Georges Ulmer, avec sa jolie voix de crooner, vit sa carrière, brillante malgré tout, un peu contrariée par un certain Yves Montand protégé d’Édith Piaf.
Savez-vous qu’à sa sortie en 1946, Pigalle, succès planétaire, fit scandale et fut même interdite de diffusion à la radio pour cette strophe :
« Petites femmes qui vous sourient
En vous disant : « Tu viens, chéri ? »
Et Prosper qui, dans un coin
Discrètement surveille son gagne-pain »
Trente ans plus tard, en toute impunité, Serge Lama, cocu mais content, clamait sur les ondes :
« Je m’en vais voir les p’tites femmes de Pigalle
Tous les maquereaux du coin me rincent la dalle
J’m'aperçois qu’en amour je n’valais pas un sou
Mais grâce à leurs p’tits cours je vais apprendre tout »
En ce moment, circulez il n’y a rien à voir ; le fameux petit jet d’eau est malheureusement tari et le bassin accueille canettes de bière et papiers gras. Avec le produit des horodateurs, la ville de Paris pourrait réhabiliter l’endroit !
Je traverse la place et, discrètement (chut !), je m’en vais voir les p’tites femmes de Pigalle qui nous accostent sur les façades de certains immeubles dans des rues plus secrètes.

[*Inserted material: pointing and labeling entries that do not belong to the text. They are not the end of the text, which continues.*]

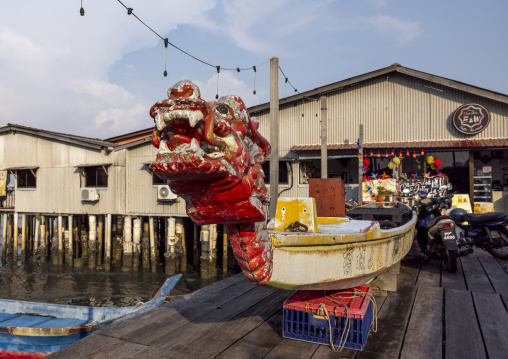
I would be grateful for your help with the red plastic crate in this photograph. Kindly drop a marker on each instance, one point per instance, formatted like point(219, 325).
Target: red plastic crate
point(301, 320)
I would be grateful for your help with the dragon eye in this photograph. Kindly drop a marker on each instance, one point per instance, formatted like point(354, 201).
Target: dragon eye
point(222, 109)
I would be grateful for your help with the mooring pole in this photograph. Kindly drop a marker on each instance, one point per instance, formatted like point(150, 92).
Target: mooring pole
point(274, 134)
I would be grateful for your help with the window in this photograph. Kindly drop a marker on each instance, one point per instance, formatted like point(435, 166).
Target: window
point(95, 176)
point(26, 178)
point(283, 172)
point(156, 180)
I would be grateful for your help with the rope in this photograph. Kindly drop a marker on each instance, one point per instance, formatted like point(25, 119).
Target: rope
point(347, 325)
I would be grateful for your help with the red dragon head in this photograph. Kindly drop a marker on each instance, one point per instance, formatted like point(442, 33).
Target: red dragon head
point(211, 154)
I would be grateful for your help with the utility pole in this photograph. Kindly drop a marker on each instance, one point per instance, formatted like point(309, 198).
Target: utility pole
point(324, 150)
point(274, 134)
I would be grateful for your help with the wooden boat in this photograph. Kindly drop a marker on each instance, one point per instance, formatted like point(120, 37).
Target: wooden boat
point(34, 330)
point(334, 252)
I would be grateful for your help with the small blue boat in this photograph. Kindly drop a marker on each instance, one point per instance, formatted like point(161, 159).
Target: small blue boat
point(34, 330)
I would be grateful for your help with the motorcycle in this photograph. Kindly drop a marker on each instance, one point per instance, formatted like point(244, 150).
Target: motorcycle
point(435, 233)
point(488, 231)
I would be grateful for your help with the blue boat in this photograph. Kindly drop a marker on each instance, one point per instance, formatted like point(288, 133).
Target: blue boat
point(34, 330)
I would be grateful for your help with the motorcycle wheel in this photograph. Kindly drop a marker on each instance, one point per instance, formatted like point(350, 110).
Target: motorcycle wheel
point(498, 247)
point(450, 259)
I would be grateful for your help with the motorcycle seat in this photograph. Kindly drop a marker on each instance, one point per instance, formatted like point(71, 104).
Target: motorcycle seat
point(484, 217)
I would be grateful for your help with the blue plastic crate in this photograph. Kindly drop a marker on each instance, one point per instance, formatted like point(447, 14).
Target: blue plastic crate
point(305, 324)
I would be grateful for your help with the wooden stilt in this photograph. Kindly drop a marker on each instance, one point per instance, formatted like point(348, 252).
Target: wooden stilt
point(153, 260)
point(195, 246)
point(60, 239)
point(107, 243)
point(92, 242)
point(4, 235)
point(36, 236)
point(136, 242)
point(70, 241)
point(23, 237)
point(127, 244)
point(44, 250)
point(100, 239)
point(224, 249)
point(145, 245)
point(16, 234)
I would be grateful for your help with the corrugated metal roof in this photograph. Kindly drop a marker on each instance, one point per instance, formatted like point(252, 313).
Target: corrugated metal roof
point(84, 141)
point(462, 143)
point(320, 91)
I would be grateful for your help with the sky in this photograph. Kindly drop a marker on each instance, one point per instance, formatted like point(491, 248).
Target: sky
point(97, 75)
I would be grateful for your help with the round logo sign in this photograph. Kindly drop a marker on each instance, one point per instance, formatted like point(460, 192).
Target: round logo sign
point(471, 118)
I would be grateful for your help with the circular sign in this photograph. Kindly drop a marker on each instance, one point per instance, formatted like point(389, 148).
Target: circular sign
point(471, 118)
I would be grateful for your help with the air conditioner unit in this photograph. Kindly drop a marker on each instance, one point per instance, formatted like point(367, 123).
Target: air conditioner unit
point(165, 194)
point(89, 194)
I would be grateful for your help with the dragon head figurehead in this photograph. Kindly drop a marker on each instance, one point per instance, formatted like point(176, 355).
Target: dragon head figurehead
point(211, 154)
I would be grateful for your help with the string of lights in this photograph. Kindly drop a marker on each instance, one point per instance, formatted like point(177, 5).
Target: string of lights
point(130, 11)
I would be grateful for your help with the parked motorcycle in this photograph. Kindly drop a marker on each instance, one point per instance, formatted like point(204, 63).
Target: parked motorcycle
point(435, 232)
point(488, 231)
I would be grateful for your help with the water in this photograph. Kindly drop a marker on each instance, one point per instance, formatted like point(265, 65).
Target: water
point(61, 284)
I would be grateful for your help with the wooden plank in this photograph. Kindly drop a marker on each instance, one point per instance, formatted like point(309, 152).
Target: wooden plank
point(497, 275)
point(424, 334)
point(430, 273)
point(392, 321)
point(476, 280)
point(453, 280)
point(225, 335)
point(290, 349)
point(493, 317)
point(259, 342)
point(182, 336)
point(462, 334)
point(140, 329)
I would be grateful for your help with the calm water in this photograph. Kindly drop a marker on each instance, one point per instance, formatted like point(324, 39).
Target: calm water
point(47, 282)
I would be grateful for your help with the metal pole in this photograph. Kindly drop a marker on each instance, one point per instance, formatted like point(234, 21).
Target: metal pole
point(324, 152)
point(274, 134)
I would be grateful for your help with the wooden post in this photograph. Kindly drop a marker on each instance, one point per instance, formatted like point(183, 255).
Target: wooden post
point(43, 239)
point(92, 242)
point(145, 245)
point(324, 141)
point(274, 134)
point(127, 244)
point(36, 236)
point(100, 239)
point(60, 240)
point(195, 246)
point(153, 260)
point(180, 233)
point(23, 236)
point(224, 249)
point(16, 234)
point(107, 243)
point(136, 240)
point(360, 173)
point(4, 235)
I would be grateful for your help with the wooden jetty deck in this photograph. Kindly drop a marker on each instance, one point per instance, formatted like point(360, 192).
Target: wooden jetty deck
point(433, 314)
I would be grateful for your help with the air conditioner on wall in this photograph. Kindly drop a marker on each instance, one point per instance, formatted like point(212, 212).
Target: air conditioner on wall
point(165, 194)
point(89, 194)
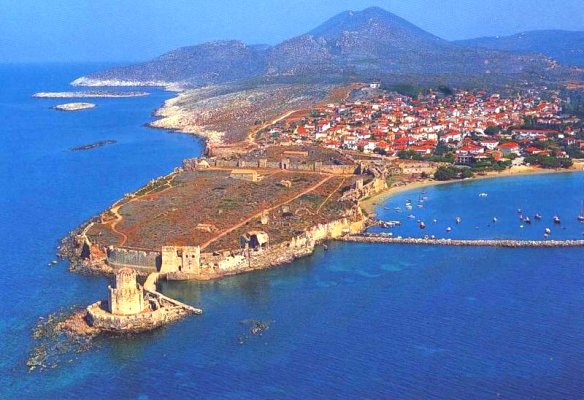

Rue André Antoine, la lectrice lascive est l’œuvre de François Cogné, auteur aussi de la statue de Clémenceau sur les Champs-Élysées et du modèle des bornes de la Voie de la Liberté. Moins affriolant, il fut le sculpteur officiel de l’État français sous le régime de Vichy créant une statue en pied du maréchal Pétain destinée à remplacer le buste de Marianne dans les mairies.
Modigliani et Georges Seurat vécurent dans cette rue qui s’achève par un escalier abrupt pour accéder à la rue des Abbesses.
Le nom de la rue vient des religieuses de l’ancienne abbaye de Montmartre fondée par Louis le Gros en 1134.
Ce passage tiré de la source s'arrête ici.